Despite claims at the beginning of the 90-day delay that the Trump administration would pursue individual trade deals with dozens of countries, Washington has only revealed framework pacts with three nations: China, Britain and, earlier this week, Vietnam. Trump has suggested that a "couple" more could soon be revealed.
But Trump has appeared to pivot away from the goal of securing a series of these agreements, saying that he will start sending letters out to trading partners on Friday specifying what tariff rates they will incur on imported goods into the United States.
He seemed to acknowledge the difficulty of negotiating trade deals with as many as 170 countries, saying "they’re very much more complicated."
Writing in a note to clients, the Barclays analysts led by Emmanuel Cau argued that while "formal progress" on trade talks has been limited and few "concrete deals struck," there is still room for the deadline to be extended or more incremental pacts to be forged. These could help lead to further de-escalation in recent trade tensions "down the road," they said.
"[M]arkets appear increasingly hopeful the endgame is in sight," they wrote, noting that European equities exposed to tariff risks have recovered in recent days.

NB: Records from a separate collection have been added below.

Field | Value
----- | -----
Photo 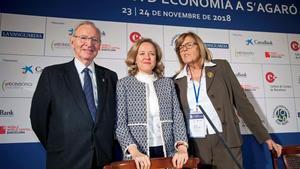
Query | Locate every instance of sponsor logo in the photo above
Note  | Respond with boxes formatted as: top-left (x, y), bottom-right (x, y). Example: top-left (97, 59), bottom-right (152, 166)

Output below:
top-left (265, 72), bottom-right (277, 83)
top-left (129, 32), bottom-right (142, 43)
top-left (21, 65), bottom-right (43, 74)
top-left (235, 72), bottom-right (247, 78)
top-left (245, 38), bottom-right (273, 46)
top-left (68, 28), bottom-right (74, 36)
top-left (265, 52), bottom-right (284, 59)
top-left (1, 31), bottom-right (44, 39)
top-left (291, 41), bottom-right (300, 51)
top-left (0, 126), bottom-right (32, 134)
top-left (101, 44), bottom-right (120, 52)
top-left (273, 105), bottom-right (290, 125)
top-left (2, 80), bottom-right (32, 91)
top-left (22, 66), bottom-right (33, 74)
top-left (241, 84), bottom-right (259, 92)
top-left (170, 33), bottom-right (180, 46)
top-left (0, 126), bottom-right (6, 134)
top-left (235, 51), bottom-right (255, 57)
top-left (205, 43), bottom-right (229, 49)
top-left (51, 40), bottom-right (70, 51)
top-left (0, 109), bottom-right (14, 117)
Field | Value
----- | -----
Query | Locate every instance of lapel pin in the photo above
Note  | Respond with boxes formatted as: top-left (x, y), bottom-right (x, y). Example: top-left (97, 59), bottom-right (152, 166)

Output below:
top-left (207, 72), bottom-right (214, 78)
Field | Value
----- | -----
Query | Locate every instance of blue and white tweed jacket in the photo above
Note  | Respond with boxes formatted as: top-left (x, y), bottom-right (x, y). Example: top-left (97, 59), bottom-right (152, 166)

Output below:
top-left (116, 76), bottom-right (187, 159)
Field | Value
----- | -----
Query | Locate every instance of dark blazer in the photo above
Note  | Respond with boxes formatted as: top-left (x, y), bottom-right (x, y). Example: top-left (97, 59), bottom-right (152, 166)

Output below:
top-left (175, 60), bottom-right (270, 147)
top-left (30, 60), bottom-right (118, 169)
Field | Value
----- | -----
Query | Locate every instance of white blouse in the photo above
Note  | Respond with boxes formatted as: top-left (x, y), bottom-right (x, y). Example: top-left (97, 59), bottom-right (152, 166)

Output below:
top-left (135, 72), bottom-right (163, 147)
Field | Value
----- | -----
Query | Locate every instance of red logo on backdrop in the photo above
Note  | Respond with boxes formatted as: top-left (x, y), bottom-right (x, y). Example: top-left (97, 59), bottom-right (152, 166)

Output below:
top-left (265, 72), bottom-right (277, 83)
top-left (291, 41), bottom-right (300, 51)
top-left (129, 32), bottom-right (142, 43)
top-left (0, 126), bottom-right (6, 134)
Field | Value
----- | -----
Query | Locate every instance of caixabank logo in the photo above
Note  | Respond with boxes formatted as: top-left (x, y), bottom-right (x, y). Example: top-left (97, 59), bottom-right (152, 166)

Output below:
top-left (245, 37), bottom-right (273, 46)
top-left (273, 105), bottom-right (290, 125)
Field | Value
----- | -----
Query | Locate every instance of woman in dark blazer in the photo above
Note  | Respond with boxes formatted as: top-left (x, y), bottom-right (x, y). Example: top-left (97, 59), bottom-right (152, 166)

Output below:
top-left (174, 32), bottom-right (281, 169)
top-left (116, 39), bottom-right (188, 169)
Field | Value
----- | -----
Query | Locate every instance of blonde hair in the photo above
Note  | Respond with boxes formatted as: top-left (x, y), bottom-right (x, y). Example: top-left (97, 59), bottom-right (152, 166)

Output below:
top-left (125, 38), bottom-right (165, 78)
top-left (175, 32), bottom-right (212, 72)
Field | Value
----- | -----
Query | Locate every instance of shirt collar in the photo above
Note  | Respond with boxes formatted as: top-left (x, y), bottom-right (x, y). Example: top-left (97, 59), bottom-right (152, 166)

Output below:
top-left (135, 72), bottom-right (157, 83)
top-left (74, 58), bottom-right (95, 74)
top-left (175, 61), bottom-right (216, 79)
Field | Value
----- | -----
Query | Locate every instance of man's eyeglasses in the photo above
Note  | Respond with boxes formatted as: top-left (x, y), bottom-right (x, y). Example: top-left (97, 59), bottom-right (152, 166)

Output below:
top-left (178, 42), bottom-right (198, 52)
top-left (74, 35), bottom-right (101, 45)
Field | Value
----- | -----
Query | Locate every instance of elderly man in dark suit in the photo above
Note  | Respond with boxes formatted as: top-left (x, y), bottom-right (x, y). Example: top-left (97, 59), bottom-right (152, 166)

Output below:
top-left (30, 21), bottom-right (118, 169)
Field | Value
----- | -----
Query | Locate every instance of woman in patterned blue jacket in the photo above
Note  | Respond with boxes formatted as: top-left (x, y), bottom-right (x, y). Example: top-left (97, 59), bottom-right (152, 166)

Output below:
top-left (116, 39), bottom-right (188, 169)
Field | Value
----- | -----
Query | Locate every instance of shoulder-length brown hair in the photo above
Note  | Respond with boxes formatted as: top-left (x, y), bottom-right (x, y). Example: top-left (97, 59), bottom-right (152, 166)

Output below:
top-left (175, 32), bottom-right (212, 72)
top-left (125, 38), bottom-right (165, 78)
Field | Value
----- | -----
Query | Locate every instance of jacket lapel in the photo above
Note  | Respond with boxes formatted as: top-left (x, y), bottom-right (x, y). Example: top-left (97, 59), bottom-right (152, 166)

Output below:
top-left (95, 64), bottom-right (108, 122)
top-left (176, 76), bottom-right (189, 113)
top-left (64, 60), bottom-right (93, 122)
top-left (205, 66), bottom-right (216, 91)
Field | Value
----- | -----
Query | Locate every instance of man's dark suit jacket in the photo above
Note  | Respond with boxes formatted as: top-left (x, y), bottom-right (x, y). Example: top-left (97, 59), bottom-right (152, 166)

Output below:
top-left (30, 60), bottom-right (118, 169)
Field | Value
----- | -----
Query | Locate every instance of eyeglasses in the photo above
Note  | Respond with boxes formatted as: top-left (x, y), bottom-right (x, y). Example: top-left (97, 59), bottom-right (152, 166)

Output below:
top-left (74, 35), bottom-right (101, 45)
top-left (178, 42), bottom-right (198, 52)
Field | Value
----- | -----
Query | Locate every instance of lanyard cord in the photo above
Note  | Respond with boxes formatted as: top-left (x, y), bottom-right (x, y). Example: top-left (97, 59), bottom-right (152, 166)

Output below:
top-left (189, 67), bottom-right (203, 105)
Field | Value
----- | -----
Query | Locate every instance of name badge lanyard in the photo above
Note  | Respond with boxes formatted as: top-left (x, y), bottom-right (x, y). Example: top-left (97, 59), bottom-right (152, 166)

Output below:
top-left (189, 67), bottom-right (206, 138)
top-left (190, 67), bottom-right (201, 107)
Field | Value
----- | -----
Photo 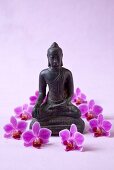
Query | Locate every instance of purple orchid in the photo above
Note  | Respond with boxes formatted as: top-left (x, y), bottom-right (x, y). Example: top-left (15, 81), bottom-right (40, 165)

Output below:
top-left (29, 91), bottom-right (39, 106)
top-left (78, 100), bottom-right (103, 121)
top-left (59, 124), bottom-right (84, 151)
top-left (23, 122), bottom-right (52, 148)
top-left (14, 104), bottom-right (33, 120)
top-left (72, 88), bottom-right (87, 105)
top-left (89, 114), bottom-right (112, 137)
top-left (4, 116), bottom-right (27, 139)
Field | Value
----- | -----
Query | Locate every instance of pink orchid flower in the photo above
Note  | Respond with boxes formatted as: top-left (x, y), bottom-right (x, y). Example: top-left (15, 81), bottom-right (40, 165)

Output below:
top-left (72, 88), bottom-right (87, 105)
top-left (59, 124), bottom-right (84, 151)
top-left (23, 122), bottom-right (52, 148)
top-left (4, 116), bottom-right (27, 140)
top-left (14, 104), bottom-right (33, 120)
top-left (89, 114), bottom-right (112, 137)
top-left (78, 100), bottom-right (103, 121)
top-left (29, 91), bottom-right (39, 106)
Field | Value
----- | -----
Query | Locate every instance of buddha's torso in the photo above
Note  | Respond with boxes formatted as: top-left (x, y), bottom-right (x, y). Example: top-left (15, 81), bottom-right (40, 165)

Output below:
top-left (41, 67), bottom-right (68, 101)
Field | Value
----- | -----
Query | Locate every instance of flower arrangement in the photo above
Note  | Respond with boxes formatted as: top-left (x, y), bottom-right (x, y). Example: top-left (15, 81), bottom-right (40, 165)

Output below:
top-left (3, 88), bottom-right (112, 151)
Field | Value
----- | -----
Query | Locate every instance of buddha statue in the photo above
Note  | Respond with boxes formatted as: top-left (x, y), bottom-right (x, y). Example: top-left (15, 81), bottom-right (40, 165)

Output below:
top-left (30, 42), bottom-right (85, 136)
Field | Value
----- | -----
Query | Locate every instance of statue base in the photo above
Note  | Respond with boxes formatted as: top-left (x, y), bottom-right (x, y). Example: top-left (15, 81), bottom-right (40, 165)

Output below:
top-left (30, 117), bottom-right (85, 136)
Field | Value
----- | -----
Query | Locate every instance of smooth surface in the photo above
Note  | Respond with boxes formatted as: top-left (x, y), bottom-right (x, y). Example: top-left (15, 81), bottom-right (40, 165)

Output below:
top-left (0, 0), bottom-right (114, 170)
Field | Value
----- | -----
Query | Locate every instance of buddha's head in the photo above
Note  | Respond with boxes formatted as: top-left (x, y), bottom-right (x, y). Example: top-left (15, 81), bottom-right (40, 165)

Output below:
top-left (47, 42), bottom-right (63, 67)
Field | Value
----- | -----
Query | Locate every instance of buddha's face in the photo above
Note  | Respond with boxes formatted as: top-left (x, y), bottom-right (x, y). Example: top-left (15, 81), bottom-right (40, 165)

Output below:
top-left (48, 51), bottom-right (62, 67)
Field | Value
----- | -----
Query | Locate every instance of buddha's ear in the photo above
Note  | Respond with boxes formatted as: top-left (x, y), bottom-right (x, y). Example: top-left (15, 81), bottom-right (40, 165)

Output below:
top-left (48, 59), bottom-right (51, 67)
top-left (61, 60), bottom-right (63, 66)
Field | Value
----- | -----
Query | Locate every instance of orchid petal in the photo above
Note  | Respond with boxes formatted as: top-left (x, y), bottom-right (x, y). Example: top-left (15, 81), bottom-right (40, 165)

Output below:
top-left (4, 124), bottom-right (14, 133)
top-left (10, 116), bottom-right (17, 128)
top-left (74, 132), bottom-right (84, 146)
top-left (35, 91), bottom-right (39, 97)
top-left (29, 96), bottom-right (37, 102)
top-left (24, 142), bottom-right (33, 147)
top-left (98, 114), bottom-right (104, 126)
top-left (88, 99), bottom-right (95, 109)
top-left (59, 129), bottom-right (70, 142)
top-left (32, 122), bottom-right (40, 136)
top-left (4, 133), bottom-right (12, 138)
top-left (22, 130), bottom-right (35, 144)
top-left (76, 88), bottom-right (81, 96)
top-left (102, 120), bottom-right (112, 132)
top-left (89, 119), bottom-right (98, 129)
top-left (23, 104), bottom-right (28, 110)
top-left (27, 106), bottom-right (33, 113)
top-left (80, 93), bottom-right (86, 100)
top-left (93, 105), bottom-right (103, 115)
top-left (39, 128), bottom-right (52, 143)
top-left (17, 121), bottom-right (27, 132)
top-left (78, 104), bottom-right (88, 114)
top-left (70, 124), bottom-right (77, 136)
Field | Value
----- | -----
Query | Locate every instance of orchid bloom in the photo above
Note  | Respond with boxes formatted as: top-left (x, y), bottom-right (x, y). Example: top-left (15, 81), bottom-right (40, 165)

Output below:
top-left (59, 124), bottom-right (84, 151)
top-left (23, 122), bottom-right (52, 148)
top-left (72, 88), bottom-right (87, 105)
top-left (14, 104), bottom-right (33, 120)
top-left (29, 91), bottom-right (39, 106)
top-left (4, 116), bottom-right (27, 139)
top-left (78, 100), bottom-right (103, 121)
top-left (89, 114), bottom-right (112, 137)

Trades on so-called European "momentum" stocks, or regional names experiencing a sustained trend in either an upward or downward direction, have also been hit, the analysts said.
"[P]ositioning remains heavily skewed towards the domestic names -- a trend that has defined much of the year. This has made any rotation toward exporters particularly painful, as momentum is largely aligned with the domestic and defensive bias," they said.
"As a result, the recent shift away from domestic leaders is beginning to weigh on the momentum factor, which we flagged as particularly stretched last month."
Against this backdrop, they recommended that investors "cautiously" readjust their positioning in European equities as tariff risks ease and "global green shoots" set currently rangebound EU stocks up for a break-out in the second half of 2025.